On July 15, the U.N. wrapped up its third and final Preparatory Committee meeting on its Arms Trade Treaty. After a last gathering devoted to procedural matters in early 2012, the U.N. will call a concluding conference in 2012 to adopt the treaty and open it for national ratification. Unfortunately, while the most recent committee improved the treaty, it could not remedy the treaty’s fundamental flaws.
This week, the Senate took notice of this fact. A letter drafted by Senator Jerry Moran (R–KS), and signed by 44 other Senators, alerts the Administration to the signatories’ “grave concern” about the dangers posed by the treaty negotiations. Since two-thirds of Senators present must vote to ratify any treaty, the signatories of the letter can by themselves block the treaty if this or a future Administration signs it.
The letter lays out five concerns, ranging from the U.N.’s hostility to private firearms ownership to the nature of the consensus-based negotiating procedure to the underlying philosophy of the treaty, which, as the signatories note “places the burden of controlling crime and terrorism on law-abiding Americans, instead of where it belongs: on the culpable member states of the United Nations who have failed to take the necessary steps to block trafficking that is already illegal under existing laws and agreements.”
But the letter’s most important point may be that the treaty is intended to cover everything from bullets to battleships.
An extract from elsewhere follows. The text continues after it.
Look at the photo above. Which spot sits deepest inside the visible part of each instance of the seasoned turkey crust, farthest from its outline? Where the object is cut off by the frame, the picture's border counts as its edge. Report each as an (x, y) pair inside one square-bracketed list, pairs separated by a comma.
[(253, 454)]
Thus, as the Senators write, the treaty has a “wide-ranging and unrealistic scope,” and as a result the Senate “will eventually be called upon to consider a treaty that is so broad it cannot effectively be subject to our advice and consent.” In short, the treaty tries to do so much that it is unverifiable and so not does not deserve to receive the advice and consent of the Senate.
Senator Moran and his co-signatories have made an important and serious contribution to the debate over the Arms Trade Treaty. As the treaty moves forward in 2012, the Administration and the other nations negotiating it will have to bear these concerns in mind.